I am therefore concerned that, so far as doctors at the Trust are concerned, nearly 12 months after the relevant events, no action has yet been taken to try to ensure that the errors made by the doctor who reviewed Mr. Roath on 20.11.24 are not repeated. 
6ACTION SHOULD BE TAKEN

In my opinion action should be taken to prevent future deaths and I believe you, as the Chief Executive of the Trust, have the power to take such action.
7YOUR RESPONSE

You are under a duty to respond to this report within 56 days of the date of this report, namely by 9 December 2025. I, the coroner, may extend the period. 
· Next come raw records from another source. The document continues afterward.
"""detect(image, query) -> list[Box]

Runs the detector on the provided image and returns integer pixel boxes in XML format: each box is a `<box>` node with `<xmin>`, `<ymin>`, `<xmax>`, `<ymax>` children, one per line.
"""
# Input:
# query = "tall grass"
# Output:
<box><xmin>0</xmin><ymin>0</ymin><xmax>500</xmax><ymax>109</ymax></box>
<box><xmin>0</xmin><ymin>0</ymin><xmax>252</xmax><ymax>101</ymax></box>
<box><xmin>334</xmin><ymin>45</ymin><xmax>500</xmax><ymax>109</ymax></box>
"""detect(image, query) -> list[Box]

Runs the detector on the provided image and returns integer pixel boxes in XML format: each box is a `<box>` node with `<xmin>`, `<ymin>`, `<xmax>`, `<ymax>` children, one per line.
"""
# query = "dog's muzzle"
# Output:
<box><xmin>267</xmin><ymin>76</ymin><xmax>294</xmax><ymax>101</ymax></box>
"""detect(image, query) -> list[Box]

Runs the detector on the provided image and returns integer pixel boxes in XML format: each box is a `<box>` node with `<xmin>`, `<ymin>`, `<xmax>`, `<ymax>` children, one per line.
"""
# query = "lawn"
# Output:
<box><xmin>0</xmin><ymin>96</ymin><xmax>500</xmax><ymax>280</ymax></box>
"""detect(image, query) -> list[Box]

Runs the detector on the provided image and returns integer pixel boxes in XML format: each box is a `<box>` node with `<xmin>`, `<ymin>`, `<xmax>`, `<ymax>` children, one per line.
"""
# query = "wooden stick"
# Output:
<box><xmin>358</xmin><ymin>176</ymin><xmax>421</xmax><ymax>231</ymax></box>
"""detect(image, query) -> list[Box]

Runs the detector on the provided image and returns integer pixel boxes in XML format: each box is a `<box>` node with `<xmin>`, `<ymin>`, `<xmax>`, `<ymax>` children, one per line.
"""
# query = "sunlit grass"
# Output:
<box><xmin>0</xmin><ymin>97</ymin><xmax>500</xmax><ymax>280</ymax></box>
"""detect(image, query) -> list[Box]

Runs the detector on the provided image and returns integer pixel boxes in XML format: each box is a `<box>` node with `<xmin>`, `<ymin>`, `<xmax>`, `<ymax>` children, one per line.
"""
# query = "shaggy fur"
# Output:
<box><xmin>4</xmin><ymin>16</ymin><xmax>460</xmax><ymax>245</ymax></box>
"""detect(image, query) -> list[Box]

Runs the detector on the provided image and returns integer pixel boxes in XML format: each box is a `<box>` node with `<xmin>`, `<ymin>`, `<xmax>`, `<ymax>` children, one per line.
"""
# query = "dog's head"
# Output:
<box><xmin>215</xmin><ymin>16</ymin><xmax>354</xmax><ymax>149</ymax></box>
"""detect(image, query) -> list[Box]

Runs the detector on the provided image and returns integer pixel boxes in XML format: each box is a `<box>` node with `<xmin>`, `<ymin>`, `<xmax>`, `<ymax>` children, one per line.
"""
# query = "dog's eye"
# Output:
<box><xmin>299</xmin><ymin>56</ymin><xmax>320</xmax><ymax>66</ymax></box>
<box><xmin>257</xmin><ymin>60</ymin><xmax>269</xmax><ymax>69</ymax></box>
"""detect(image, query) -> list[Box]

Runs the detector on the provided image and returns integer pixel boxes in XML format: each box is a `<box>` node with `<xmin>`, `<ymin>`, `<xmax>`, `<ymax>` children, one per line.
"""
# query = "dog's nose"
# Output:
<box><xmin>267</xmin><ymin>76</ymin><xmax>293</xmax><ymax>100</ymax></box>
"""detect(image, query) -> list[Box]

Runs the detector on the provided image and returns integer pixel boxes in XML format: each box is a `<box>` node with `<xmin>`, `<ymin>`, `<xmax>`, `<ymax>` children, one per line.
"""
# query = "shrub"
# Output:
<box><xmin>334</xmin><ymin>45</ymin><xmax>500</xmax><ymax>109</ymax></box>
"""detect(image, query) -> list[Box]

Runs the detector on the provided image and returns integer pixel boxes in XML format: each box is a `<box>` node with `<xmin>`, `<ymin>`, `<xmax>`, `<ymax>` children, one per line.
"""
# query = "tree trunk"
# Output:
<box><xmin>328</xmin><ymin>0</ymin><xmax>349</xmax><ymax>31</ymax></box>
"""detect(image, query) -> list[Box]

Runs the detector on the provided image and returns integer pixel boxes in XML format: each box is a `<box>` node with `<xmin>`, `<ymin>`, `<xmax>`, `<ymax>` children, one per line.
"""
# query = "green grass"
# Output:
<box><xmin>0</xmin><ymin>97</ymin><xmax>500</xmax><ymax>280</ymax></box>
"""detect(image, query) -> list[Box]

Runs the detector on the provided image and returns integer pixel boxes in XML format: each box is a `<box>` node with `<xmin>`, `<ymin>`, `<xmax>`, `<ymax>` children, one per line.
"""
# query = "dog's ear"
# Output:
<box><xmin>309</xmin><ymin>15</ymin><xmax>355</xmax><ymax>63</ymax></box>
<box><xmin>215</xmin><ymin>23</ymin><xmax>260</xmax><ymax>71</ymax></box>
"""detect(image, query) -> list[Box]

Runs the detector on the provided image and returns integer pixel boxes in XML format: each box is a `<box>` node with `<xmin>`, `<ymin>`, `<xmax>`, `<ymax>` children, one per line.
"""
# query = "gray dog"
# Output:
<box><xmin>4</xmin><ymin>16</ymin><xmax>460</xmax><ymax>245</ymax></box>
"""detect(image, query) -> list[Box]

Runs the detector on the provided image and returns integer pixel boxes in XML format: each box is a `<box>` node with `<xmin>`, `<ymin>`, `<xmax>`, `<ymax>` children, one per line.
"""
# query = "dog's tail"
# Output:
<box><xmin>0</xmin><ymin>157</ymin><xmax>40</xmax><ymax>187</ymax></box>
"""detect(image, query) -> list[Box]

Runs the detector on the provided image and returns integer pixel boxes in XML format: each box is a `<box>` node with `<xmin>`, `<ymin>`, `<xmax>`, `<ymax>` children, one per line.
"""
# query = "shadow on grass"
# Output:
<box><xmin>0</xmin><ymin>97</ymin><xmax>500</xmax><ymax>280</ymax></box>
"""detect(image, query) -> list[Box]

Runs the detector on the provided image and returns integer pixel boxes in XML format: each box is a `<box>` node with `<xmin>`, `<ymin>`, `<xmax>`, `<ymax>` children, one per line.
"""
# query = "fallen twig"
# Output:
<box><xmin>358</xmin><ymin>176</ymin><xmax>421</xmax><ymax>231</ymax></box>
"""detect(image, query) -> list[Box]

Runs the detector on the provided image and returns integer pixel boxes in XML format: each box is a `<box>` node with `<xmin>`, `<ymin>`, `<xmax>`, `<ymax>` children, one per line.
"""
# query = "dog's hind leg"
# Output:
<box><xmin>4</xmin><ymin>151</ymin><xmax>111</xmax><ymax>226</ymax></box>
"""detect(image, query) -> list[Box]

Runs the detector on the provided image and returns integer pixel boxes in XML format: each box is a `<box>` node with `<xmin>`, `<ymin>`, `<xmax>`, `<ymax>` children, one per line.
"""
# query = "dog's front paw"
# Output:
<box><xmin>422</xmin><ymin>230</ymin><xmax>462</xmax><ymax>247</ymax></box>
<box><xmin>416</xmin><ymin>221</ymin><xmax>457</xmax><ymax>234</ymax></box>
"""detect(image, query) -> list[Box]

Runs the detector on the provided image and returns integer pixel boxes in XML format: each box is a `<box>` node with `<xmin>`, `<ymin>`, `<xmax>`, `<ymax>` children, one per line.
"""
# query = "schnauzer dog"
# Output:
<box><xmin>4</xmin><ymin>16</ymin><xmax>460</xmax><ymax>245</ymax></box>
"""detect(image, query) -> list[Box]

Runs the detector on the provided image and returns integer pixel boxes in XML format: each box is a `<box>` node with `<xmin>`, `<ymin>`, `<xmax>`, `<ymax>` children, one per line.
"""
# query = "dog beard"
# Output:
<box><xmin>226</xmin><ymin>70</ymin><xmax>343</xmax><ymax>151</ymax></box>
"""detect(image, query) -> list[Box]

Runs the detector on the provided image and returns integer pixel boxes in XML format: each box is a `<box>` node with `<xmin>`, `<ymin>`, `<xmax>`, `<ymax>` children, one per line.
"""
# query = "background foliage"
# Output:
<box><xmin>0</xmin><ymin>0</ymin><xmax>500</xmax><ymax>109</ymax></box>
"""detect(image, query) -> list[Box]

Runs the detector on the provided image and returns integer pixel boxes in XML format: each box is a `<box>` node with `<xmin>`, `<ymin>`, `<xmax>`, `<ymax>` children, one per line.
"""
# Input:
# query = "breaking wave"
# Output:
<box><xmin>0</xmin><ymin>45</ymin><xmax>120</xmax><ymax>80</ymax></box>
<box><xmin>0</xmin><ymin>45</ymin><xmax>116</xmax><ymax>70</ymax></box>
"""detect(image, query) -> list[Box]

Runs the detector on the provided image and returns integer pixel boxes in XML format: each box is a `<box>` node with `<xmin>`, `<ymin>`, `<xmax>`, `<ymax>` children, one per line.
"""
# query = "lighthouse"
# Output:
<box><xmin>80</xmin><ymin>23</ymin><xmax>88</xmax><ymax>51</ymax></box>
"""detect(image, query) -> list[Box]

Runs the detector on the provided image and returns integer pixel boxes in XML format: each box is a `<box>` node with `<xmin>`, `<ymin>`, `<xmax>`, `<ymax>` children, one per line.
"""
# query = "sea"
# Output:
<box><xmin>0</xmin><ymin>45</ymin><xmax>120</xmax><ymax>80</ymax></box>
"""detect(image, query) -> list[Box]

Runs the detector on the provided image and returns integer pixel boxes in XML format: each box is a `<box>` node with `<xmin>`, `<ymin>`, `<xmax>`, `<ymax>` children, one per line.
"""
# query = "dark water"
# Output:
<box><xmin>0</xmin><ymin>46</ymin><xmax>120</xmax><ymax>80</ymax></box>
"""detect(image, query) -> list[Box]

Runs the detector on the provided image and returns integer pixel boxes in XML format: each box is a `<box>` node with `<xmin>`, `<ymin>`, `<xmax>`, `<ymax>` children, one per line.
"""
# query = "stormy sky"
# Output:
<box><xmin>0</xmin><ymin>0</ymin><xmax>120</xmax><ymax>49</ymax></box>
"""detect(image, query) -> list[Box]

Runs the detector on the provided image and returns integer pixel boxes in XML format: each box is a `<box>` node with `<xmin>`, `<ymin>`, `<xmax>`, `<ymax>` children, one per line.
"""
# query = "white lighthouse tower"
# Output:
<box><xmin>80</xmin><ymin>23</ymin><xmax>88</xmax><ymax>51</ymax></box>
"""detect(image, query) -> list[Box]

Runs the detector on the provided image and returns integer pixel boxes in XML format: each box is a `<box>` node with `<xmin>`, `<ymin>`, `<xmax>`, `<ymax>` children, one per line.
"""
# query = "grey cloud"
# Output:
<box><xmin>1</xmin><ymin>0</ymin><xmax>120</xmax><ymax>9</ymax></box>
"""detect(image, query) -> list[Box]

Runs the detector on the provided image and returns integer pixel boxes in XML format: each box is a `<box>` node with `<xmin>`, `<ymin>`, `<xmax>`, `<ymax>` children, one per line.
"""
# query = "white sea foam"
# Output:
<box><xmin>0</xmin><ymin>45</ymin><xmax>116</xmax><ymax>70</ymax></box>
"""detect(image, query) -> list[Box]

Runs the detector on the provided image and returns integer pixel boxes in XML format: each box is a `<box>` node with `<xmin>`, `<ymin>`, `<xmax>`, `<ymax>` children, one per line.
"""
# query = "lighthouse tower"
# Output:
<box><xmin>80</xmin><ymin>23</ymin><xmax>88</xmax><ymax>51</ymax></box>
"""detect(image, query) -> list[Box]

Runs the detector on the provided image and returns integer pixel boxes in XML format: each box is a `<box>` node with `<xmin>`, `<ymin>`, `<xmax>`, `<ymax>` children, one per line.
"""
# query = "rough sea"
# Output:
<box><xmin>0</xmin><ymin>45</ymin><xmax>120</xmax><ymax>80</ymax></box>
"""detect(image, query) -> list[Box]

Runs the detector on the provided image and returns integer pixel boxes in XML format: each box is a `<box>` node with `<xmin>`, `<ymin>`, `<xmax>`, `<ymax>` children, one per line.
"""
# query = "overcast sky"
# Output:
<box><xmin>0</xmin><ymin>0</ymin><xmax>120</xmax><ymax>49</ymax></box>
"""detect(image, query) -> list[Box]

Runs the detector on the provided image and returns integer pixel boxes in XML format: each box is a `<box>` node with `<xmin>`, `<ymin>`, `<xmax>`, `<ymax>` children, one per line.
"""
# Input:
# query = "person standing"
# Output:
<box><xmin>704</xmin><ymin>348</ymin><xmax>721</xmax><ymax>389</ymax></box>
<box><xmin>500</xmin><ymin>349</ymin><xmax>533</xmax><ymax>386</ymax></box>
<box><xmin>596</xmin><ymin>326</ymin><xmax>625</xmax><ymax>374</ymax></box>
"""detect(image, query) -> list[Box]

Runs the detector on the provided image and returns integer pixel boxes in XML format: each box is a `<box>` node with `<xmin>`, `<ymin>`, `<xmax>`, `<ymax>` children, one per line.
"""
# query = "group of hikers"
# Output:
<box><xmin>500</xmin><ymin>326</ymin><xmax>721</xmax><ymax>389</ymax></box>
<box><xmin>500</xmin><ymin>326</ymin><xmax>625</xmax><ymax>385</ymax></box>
Your response must contain details of action taken or proposed to be taken, setting out the timetable for action. Otherwise you must explain why no action is proposed.
8COPIES and PUBLICATION

I have sent a copy of my report to the Chief Coroner and to the following:
(a) [REDACTED], Mr. Roath’s daughter and next of kin.

I am also under a duty to send the Chief Coroner a copy of your response.

The Chief Coroner may publish either or both in a complete or redacted or summary  form. He may send a copy of this report to any person who he believes may find it  useful or of interest.

You may make representations to me, the coroner, at the time of your response, about the release or the publication of your response by the Chief  Coroner.